Note: All the Giffen goods are inferior, but not all the inferior goods are Giffen goods.
Practical Example of Such good:
In 2007, economists Nolan Miller & Robert Jensen did an experiment where they studied two provinces in china: Gansu & Hunan. Here human provenance, the stable food was rice, and in Gansu, the regular food was wheat.
Following observations they noticed in the experiment:
- In Hunan province, the behaviour of Giffen was revealed, which said the amount of rice was decreased when the price of rice was reduced through a subsidy.
- In Gansu Provenance, the Giffen behaviour was weaker due to the availability of goods, and the fact was household was so poor that they only consumed stable foods. Seek the best Economics Assignment Help to know more about it.
- Veblen Goods
They are the luxury goods which show your socio-economic statuses like cars, jewellery and even yachts etc., the demand for all these products increases as the prices increases.
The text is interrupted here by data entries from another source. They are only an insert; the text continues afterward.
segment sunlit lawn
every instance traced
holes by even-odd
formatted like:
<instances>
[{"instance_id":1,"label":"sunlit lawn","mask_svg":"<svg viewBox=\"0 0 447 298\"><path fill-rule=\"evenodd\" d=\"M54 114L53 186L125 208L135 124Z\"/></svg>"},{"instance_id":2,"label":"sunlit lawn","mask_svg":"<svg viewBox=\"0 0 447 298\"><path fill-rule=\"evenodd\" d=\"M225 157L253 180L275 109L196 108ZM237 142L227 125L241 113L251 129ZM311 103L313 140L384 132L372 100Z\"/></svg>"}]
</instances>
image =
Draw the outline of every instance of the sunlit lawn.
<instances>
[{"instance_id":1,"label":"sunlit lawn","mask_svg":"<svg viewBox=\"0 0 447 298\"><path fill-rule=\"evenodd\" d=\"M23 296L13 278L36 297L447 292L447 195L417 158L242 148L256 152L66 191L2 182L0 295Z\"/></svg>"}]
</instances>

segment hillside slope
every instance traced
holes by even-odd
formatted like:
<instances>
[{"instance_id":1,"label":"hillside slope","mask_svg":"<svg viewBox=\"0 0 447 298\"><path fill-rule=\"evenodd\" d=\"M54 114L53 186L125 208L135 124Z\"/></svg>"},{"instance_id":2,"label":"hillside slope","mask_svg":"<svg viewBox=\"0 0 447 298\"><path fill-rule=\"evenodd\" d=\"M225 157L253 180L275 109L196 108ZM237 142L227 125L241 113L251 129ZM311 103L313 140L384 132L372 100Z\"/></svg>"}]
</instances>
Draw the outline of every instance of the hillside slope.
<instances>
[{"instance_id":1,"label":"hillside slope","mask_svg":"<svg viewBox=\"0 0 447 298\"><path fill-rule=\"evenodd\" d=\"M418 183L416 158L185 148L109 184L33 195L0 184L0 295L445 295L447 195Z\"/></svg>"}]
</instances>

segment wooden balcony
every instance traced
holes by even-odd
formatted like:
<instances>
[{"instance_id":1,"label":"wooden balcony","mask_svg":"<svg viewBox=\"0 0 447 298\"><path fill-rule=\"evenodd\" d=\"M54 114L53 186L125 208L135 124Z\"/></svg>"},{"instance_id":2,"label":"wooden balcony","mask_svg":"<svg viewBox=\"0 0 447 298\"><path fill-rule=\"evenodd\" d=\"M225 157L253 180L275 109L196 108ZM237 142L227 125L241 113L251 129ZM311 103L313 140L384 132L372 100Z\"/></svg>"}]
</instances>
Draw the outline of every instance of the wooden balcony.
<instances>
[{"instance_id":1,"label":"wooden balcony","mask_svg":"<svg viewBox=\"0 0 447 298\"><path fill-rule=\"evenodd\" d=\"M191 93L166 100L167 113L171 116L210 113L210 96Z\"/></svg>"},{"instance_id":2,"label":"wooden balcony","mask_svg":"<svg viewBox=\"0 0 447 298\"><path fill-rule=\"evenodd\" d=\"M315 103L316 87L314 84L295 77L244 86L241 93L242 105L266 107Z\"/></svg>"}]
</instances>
Such goods are very high quality, which retailers do not sell.
Such goods get their name from the economist Norwegian – American Thorstein Veblen, also known for introducing the concept of conspicuous consumption. Most goods have a downward-sloping demand curve, but consumers’ demand goes down as the price rises.
So these are the basic principles of working in microeconomics. There are others as well, like income & elasticity and Substitution, and the Microeconomics Assignment Help covers all in detail. Now we will talk about its need.
Why is there a need for Microeconomics?
It is a very important factor to investors, especially when deciding to put money. Macroeconomic factors like GDP (declining) and interest (rising) always bring down most stocks.
However, the accurate valuation of any stock or industry is dictated by microeconomics principles. For example, right now due to war in Ukraine disrupted the global supply of Russian oil, leading to the high-interest rate of the central bank of the USA, due to which all the stock markets are dropped worldwide. To understand it better, seek the best Microeconomics Assignment Help.
Advantage of Micro-economics
- It gives an accurate picture of the market to investors. Economics can improve the masses’ policies by understanding consumer and producer demands.
- Even corporate help the macroeconomic make better decisions about which products or services need to be produced and prices to charge.
- Indirectly on daily basis, we also use the principles of macroeconomics to choose between the different brands & products while buying anything.